The No Child Left Behind Act or NCLB is an update of the Elementary and Secondary Education Act that holds schools accountable for student outcomes. It supports standardized educational reforms and enables the provision of valuable objectives and high standards in the education system. Unfortunately, the federal government could hardly provide the right funding for the program. It is also creating fear among teachers, because a student performing badly could result in their termination. So what exactly does the NLCB act good for?
List of Pros of the No Child Left Behind Act
1. Helps ensure better test scores.
Since the act was implemented in 2002, students test scores are said to have improved. The same is true for students belonging in minority groups. This is perceived as a good sign for the future.
2. Results in equal access to education.
Whatever achievement gaps in the overall academic performance of students in all American schools will be addressed by the Act. This means disadvantaged students will have an opportunity to improve their skills and be at par with intelligence or advanced students.

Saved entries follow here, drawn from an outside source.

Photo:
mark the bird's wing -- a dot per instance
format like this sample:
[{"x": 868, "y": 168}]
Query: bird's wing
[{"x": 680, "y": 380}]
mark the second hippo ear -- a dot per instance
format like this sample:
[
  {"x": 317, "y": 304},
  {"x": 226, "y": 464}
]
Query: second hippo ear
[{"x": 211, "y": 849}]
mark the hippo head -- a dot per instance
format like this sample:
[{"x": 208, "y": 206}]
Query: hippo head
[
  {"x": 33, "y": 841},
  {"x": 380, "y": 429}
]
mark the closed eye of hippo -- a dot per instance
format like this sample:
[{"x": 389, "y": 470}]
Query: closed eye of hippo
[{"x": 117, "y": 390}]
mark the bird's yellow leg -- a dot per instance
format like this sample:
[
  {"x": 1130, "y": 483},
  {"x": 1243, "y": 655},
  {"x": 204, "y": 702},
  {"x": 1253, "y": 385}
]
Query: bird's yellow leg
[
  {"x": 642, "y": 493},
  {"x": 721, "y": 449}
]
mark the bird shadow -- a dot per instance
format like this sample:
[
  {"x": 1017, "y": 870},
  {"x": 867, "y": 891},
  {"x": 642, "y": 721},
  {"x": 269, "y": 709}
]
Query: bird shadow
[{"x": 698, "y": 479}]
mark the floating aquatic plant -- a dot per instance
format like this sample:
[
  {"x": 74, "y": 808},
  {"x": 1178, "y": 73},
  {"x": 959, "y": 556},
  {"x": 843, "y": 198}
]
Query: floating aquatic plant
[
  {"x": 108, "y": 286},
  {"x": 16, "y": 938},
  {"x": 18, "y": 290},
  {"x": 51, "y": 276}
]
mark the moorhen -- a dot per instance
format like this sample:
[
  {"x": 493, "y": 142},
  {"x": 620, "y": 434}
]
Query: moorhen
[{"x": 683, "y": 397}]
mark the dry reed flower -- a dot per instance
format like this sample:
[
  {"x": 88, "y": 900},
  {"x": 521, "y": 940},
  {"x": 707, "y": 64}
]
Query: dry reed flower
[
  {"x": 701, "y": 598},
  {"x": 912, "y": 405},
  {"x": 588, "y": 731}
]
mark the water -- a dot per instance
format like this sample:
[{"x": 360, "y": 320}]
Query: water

3. Higher education standards.
For the American education system to become more competitive and advanced, institutions must hire the best tutors and teachers. This means schools have to enforce higher standards, persuading students to improve their performance. Since its implementation, tutoring has been provided to nearly 450,000 eligible students.
4. Approved educational reforms.
Since the No Child Left Behind Act was implemented, the number of students attending American schools have hugely increased. This is why many are satisfied with the educational reforms.
List of Cons of No Child Left Behind Act
1. Excludes special education.
No enhancement procedures or good reforms for special education were established. This mean students with learning disabilities will not benefit from the reform.
2. Results in academic difficulty.
The act holds students to the same state-dictated achievement standards, regardless of their intelligence and ability level, native language and socioeconomic status. This puts students who are not very intelligent in a difficult position to keep up with the higher standards of learning.
3. Possible loss of ambition.
Who would want to continue studying when faced with many challenges? Students having difficulty to keep up with more intelligent students would either work harder or give up. If they choose the latter, they also give up their ambition in the process.
4. Inequality in focus of academic resources.
More attention was focused on reading and math proficiency, resulting in fewer time and resources devoted to other areas in education, such as social studies, science, art and physical education.
5. Difficulty in measuring student’s performance.
Because academic standards are set by the state, many professionals argue that comparison of data on a nationwide scale is impossible. Measurement is also based only on an annual multiple tests on reading and math.
6. Requires increased investment.
The amount of investment needed to implement the act is more than the budget that the federal government allocated for the educational system and programs in American schools. This is why lack of funding has become a consistent failure.